Material and methods

Study population

The Shanghai Birth Cohort (SBC) is a prospective study aiming to assess the potential health impacts of genetic, environmental, and behavioral factors on fertility, pregnancy outcomes and child growth. A detailed description of SBC can be found elsewhere [33]. To be eligible, women had to meet the following criteria: they were 20 years old and above, registered residents in Shanghai and had no plans to leave Shanghai within 2 years, planned to go to SBC collaborating hospitals for antenatal examination and delivery, and were willing to come for multiple follow-up visits lasting for at least 2 years. At the enrollment, the participants were asked to provide detailed information on sociodemographic characteristics, behaviors and lifestyles, environmental factors, and reproductive and medical history through questionnaire survey. An informed consent was signed by each participant and the study protocol was approved by the Ethics Committee of Xinhua hospital, Shanghai Jiao Tong University School of Medicine.

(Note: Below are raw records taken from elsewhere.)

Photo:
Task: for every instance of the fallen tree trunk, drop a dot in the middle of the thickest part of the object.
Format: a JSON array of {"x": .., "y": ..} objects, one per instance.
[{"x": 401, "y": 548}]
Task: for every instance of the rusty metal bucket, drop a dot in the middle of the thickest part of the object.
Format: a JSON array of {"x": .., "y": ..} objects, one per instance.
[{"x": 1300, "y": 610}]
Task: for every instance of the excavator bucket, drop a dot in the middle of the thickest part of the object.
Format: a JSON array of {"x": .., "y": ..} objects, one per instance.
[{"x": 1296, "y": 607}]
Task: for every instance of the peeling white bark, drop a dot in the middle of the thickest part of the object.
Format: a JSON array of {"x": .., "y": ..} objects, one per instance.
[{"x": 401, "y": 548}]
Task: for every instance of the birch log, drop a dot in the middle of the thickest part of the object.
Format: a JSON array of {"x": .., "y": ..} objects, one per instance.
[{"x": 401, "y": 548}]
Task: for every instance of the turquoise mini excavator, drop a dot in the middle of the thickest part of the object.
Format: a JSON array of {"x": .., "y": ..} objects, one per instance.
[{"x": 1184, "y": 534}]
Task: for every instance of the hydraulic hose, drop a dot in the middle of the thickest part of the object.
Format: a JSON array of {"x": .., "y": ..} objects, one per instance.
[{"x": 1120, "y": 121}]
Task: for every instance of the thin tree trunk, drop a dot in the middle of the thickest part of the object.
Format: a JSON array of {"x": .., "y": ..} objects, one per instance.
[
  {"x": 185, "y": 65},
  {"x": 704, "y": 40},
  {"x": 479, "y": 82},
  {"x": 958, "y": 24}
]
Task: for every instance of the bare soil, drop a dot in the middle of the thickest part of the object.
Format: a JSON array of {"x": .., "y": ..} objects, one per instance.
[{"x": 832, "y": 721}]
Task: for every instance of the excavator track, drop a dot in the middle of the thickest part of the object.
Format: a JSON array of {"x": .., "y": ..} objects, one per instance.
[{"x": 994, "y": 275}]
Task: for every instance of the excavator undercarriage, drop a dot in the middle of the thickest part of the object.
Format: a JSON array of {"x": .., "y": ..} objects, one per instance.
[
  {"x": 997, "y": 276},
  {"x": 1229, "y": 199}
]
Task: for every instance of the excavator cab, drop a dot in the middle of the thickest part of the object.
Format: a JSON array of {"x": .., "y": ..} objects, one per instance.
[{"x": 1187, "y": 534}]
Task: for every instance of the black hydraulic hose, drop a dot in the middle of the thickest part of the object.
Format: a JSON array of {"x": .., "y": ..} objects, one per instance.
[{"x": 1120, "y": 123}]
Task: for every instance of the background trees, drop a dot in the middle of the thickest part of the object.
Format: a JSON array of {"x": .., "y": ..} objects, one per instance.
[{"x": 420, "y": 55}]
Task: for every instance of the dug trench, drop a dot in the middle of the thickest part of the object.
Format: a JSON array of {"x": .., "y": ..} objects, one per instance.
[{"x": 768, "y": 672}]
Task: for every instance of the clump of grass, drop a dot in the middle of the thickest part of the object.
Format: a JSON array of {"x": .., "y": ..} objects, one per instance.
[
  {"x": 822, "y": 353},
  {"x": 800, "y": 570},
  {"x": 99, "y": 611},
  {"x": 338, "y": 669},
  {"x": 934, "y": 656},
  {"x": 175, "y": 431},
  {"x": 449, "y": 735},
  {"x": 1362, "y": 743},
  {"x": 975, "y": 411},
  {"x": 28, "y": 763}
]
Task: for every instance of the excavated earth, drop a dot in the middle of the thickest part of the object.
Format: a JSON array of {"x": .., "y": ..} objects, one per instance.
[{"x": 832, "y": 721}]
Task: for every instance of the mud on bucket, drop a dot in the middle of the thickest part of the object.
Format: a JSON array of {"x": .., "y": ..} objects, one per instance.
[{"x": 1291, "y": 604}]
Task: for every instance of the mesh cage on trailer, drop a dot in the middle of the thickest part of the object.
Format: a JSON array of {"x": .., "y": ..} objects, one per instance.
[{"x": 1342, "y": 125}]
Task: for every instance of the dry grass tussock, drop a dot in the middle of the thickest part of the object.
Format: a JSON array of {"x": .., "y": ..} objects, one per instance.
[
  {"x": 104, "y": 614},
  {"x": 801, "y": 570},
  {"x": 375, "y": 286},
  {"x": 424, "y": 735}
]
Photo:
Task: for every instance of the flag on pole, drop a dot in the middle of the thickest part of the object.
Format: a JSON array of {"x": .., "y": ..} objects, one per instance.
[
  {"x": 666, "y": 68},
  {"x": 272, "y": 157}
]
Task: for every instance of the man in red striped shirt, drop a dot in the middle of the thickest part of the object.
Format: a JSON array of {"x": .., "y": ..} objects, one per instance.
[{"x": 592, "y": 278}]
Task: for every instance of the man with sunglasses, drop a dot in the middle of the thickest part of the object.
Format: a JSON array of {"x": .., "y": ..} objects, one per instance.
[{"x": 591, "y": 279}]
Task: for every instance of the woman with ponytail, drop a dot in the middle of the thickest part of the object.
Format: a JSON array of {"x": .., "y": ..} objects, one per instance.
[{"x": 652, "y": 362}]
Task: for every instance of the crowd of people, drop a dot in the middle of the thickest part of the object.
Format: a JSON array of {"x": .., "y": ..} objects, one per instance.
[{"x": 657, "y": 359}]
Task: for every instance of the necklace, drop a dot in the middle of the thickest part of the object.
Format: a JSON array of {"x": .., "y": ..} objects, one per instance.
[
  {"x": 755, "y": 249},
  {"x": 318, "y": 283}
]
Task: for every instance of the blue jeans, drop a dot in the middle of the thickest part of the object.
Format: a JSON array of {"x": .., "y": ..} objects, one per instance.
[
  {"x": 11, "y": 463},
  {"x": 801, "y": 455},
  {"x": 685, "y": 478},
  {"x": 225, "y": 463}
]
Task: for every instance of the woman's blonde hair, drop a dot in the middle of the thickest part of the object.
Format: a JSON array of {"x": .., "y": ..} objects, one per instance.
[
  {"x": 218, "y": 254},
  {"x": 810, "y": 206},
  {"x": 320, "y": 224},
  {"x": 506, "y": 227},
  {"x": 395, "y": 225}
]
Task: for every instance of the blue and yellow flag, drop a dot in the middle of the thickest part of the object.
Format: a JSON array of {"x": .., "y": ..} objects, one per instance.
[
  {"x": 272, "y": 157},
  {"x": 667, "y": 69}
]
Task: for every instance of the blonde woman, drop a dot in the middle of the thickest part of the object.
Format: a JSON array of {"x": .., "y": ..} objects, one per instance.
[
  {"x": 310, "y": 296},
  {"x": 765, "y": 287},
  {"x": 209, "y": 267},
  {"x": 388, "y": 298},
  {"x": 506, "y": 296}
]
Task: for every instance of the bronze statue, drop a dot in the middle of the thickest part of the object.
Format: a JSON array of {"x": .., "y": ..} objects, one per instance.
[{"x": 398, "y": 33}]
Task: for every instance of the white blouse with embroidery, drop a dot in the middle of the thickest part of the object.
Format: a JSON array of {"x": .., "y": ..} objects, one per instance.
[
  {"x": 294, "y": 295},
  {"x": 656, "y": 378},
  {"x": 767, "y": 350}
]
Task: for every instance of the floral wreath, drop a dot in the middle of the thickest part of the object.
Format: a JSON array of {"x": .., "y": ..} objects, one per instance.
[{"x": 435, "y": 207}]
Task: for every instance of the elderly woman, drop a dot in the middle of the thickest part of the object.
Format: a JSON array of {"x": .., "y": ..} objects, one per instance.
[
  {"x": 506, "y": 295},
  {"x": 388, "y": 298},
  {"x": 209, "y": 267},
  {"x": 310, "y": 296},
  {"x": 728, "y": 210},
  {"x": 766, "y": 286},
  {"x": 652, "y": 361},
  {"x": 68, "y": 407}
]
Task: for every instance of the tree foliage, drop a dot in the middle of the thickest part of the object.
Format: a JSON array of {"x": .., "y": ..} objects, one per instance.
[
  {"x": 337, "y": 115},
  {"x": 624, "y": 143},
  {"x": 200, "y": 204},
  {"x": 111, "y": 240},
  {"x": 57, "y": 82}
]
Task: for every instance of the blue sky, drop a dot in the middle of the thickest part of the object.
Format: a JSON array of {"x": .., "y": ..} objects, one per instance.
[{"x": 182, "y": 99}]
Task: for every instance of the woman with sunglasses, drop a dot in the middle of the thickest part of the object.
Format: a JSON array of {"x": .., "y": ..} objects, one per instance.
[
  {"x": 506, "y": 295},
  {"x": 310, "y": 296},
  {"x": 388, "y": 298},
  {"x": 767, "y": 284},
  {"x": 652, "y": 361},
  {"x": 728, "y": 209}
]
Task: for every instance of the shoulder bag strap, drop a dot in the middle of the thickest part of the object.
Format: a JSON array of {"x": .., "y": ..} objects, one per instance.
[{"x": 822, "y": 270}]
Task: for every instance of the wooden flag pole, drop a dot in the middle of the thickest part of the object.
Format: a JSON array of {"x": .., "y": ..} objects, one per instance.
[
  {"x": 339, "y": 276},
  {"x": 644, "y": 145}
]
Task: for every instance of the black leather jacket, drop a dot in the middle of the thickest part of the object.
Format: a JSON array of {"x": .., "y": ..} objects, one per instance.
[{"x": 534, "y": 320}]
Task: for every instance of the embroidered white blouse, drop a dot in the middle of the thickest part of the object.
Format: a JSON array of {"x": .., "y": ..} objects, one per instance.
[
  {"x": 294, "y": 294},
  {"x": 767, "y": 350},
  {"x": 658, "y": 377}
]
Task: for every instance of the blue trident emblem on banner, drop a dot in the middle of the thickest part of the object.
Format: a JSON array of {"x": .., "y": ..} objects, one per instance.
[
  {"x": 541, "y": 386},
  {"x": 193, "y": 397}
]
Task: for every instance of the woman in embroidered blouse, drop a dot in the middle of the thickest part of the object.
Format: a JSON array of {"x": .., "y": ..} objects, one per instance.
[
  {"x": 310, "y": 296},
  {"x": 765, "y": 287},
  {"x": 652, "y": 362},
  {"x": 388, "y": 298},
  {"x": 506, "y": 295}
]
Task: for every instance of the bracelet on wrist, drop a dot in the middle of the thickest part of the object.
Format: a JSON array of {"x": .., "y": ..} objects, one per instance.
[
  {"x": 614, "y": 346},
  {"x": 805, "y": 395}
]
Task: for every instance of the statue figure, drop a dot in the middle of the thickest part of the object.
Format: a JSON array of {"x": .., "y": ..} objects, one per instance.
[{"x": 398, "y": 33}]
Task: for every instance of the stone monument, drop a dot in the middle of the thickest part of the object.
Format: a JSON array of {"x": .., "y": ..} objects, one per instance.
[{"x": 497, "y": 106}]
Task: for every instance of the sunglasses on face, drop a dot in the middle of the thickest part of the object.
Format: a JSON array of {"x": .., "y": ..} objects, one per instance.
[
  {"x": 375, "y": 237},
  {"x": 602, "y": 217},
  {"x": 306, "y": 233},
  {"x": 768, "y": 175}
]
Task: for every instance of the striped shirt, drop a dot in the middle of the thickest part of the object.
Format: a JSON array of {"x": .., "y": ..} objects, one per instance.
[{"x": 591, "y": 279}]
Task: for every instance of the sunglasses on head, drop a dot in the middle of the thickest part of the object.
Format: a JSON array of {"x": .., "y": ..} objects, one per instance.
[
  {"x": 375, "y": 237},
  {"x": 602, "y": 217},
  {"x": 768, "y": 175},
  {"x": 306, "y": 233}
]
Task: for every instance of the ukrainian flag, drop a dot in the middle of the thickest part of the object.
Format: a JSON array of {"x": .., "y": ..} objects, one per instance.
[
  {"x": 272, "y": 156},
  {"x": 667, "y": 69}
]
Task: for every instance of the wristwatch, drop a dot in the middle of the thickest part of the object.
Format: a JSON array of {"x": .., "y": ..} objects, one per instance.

From 2013 to 2016, a total of 4127 women were enrolled in the SBC. For the current analysis, we restricted to women who had PM2.5 exposure data available, whose infants’ AGD measured, and who had no missing data on major covariates. As a result, 2332 subjects were included (Fig. 1).

Fig. 1
figure 1

Flow chart of the selection procedure of study participants

PM2.5 exposure assessment

Each participant’s residential address was collected through self-reported questionnaire and then geocoded. Daily ambient PM2.5 levels of each participant were predicted using machine learning algorithms with high spatial resolutions (1 km × 1 km) developed previously [34]. Briefly, random forest algorithm was employed to develop models to predict PM2.5 concentrations with available aerosol optical depth (AOD) data on days and at grid cells or without AOD data separately. Other factors including meteorological data, land use information and population variables were also incorporated in the model to improve the accuracy. Cross-validation R2 between daily predictions and ground measurements was 0.81. Then, daily prediction of PM2.5 concentrations were assigned to participants according to their residential address. Then, the mean value was calculated to represent the PM2.5 level throughout the full pregnancy and specific trimesters. In our study, we defined first trimester as 1 to 13 gestational weeks, second trimester as 14 to 27 gestational weeks and third trimester as 28 gestational weeks to the birth.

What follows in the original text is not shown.